The history of natural language processing (NLP) generally started in the 1950s, although work can be found from earlier periods.
In 1950, Alan Turing published an article titled "Computing Machinery and Intelligence" which proposed what is now called the Turing test as a criterion of intelligence.
The Georgetown experiment in 1954 involved fully automatic translation of more than sixty Russian sentences into English.
The authors claimed that within three or five years, machine translation would be a solved problem.
However, real progress was much slower, and after the ALPAC report in 1966, which found that ten-year-long research had failed to fulfill the expectations, funding for machine translation was dramatically reduced.
Little further research in machine translation was conducted until the late 1980s, when the first statistical machine translation systems were developed.
Some notably successful natural language processing systems developed in the 1960s were SHRDLU, a natural language system working in restricted "blocks worlds" with restricted vocabularies, and ELIZA, a simulation of a Rogerian psychotherapist, written by Joseph Weizenbaum between 1964 and 1966.
Using almost no information about human thought or emotion, ELIZA sometimes provided a startlingly human-like interaction.
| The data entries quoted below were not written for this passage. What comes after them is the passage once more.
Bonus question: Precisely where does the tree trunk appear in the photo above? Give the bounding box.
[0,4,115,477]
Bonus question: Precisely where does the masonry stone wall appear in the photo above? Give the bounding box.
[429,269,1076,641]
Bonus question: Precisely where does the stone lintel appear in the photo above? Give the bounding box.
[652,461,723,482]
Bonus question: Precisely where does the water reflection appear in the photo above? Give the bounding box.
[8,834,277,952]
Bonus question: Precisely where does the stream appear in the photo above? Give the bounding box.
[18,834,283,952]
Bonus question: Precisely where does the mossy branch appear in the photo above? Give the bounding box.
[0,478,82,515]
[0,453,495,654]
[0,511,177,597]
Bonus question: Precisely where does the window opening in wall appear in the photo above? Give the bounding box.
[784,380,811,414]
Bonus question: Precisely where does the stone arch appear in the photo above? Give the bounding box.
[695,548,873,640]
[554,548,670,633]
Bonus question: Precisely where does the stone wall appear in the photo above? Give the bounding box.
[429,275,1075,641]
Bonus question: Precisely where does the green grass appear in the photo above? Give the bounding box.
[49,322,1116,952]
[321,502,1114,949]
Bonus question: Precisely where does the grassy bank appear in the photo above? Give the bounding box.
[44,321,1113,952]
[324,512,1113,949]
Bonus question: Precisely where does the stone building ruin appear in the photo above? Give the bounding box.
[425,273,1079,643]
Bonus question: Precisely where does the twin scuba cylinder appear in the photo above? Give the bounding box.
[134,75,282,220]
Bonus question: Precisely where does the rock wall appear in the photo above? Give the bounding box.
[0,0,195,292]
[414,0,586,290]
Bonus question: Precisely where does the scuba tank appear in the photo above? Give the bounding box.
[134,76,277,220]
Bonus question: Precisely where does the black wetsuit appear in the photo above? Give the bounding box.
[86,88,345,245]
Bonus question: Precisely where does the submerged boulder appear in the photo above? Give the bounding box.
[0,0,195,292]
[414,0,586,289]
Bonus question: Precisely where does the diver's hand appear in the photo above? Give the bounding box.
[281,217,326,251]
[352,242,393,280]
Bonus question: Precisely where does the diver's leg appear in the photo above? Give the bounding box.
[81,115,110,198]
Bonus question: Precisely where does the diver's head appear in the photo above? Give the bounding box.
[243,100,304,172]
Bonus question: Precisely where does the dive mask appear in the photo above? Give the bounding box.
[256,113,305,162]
When the "patient" exceeded the very small knowledge base, ELIZA might provide a generic response, for example, responding to "My head hurts" with "Why do you say your head hurts?".
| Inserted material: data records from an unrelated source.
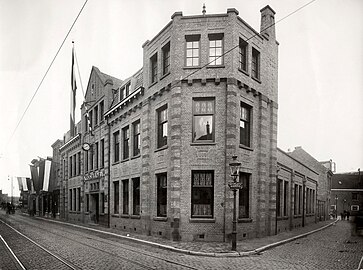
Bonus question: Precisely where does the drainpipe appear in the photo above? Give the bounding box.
[107,119,111,228]
[275,165,280,235]
[302,177,306,227]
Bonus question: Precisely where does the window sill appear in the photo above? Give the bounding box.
[189,217,216,223]
[238,68,250,77]
[190,142,216,145]
[206,65,225,68]
[238,218,252,223]
[149,80,158,88]
[131,154,141,159]
[153,217,168,222]
[239,144,253,152]
[183,66,202,69]
[251,76,261,83]
[154,145,168,152]
[160,71,170,81]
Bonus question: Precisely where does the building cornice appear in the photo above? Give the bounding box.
[59,133,81,151]
[105,87,144,119]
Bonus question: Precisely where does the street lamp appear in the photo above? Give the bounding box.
[335,195,338,219]
[228,156,242,251]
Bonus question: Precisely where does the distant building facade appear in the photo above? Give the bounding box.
[49,6,330,241]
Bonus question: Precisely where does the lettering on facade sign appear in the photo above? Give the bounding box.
[83,171,105,181]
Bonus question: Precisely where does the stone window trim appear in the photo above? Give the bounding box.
[189,217,216,223]
[153,217,168,222]
[184,34,201,68]
[191,97,216,145]
[237,218,253,223]
[161,41,171,76]
[238,37,249,73]
[156,104,169,149]
[150,52,158,86]
[208,33,224,67]
[251,47,261,80]
[238,172,252,219]
[190,170,215,220]
[239,101,253,150]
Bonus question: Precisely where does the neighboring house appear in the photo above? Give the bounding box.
[288,146,334,220]
[59,67,122,226]
[331,170,363,216]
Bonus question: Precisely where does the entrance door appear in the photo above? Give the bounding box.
[90,193,100,224]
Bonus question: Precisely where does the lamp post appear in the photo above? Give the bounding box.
[228,156,242,251]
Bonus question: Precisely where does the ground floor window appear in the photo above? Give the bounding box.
[113,181,120,214]
[191,171,214,218]
[238,173,251,218]
[86,194,89,212]
[100,193,105,214]
[68,189,73,211]
[132,177,140,215]
[122,179,129,215]
[156,173,168,217]
[77,188,81,211]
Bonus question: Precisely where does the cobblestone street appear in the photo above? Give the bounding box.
[0,213,363,269]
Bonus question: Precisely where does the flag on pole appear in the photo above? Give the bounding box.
[17,177,23,191]
[85,105,93,135]
[42,160,52,191]
[70,41,77,137]
[21,177,28,191]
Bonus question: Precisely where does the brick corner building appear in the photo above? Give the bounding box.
[105,6,278,241]
[49,6,334,241]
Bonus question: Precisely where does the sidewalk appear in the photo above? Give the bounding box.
[37,217,337,257]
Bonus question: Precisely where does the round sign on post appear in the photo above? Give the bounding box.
[228,182,243,190]
[82,143,91,151]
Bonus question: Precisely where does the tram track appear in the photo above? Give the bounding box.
[0,213,197,269]
[0,220,81,270]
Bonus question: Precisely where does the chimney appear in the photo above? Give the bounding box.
[260,5,276,39]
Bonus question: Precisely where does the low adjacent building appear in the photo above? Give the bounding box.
[331,169,363,216]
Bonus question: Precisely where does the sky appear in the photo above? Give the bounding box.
[0,0,363,196]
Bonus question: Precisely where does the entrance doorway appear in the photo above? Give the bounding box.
[90,193,100,224]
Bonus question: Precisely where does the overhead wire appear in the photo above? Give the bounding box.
[7,0,317,151]
[7,0,88,150]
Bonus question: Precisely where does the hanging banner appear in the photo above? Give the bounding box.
[17,177,23,191]
[29,165,39,191]
[21,177,28,191]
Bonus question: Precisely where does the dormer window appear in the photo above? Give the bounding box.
[208,34,223,66]
[120,82,131,101]
[162,42,170,75]
[150,53,158,83]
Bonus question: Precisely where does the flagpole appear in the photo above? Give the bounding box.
[70,40,77,137]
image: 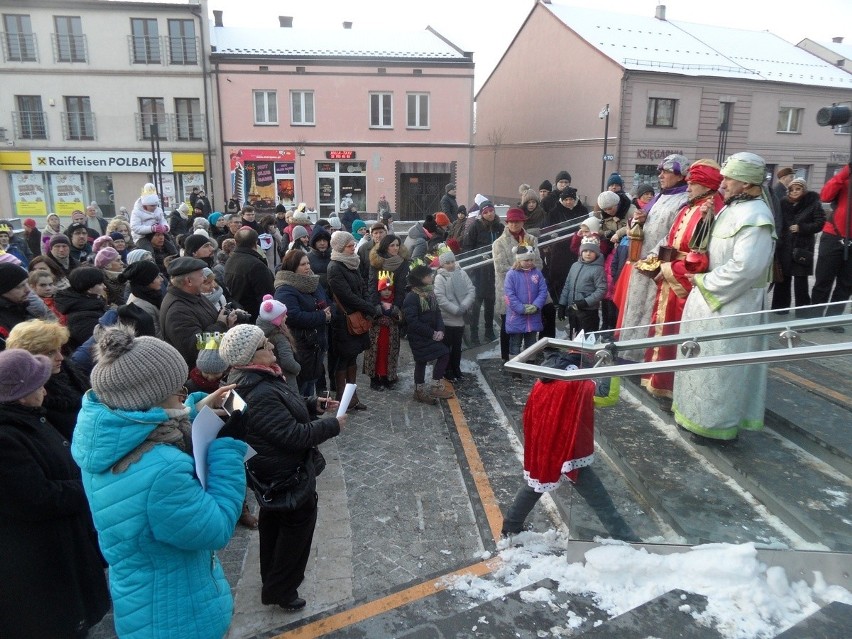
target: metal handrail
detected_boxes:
[505,313,852,380]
During the 1970s, many programmers began to write "conceptual ontologies", which structured real-world information into computer-understandable data.
Examples are MARGIE (Schank, 1975), SAM (Cullingford, 1978), PAM (Wilensky, 1978), TaleSpin (Meehan, 1976), QUALM (Lehnert, 1977), Politics (Carbonell, 1979), and Plot Units (Lehnert 1981).
During this time, many chatterbots were written including PARRY, Racter, and Jabberwacky.
Up to the 1980s, most natural language processing systems were based on complex sets of hand-written rules.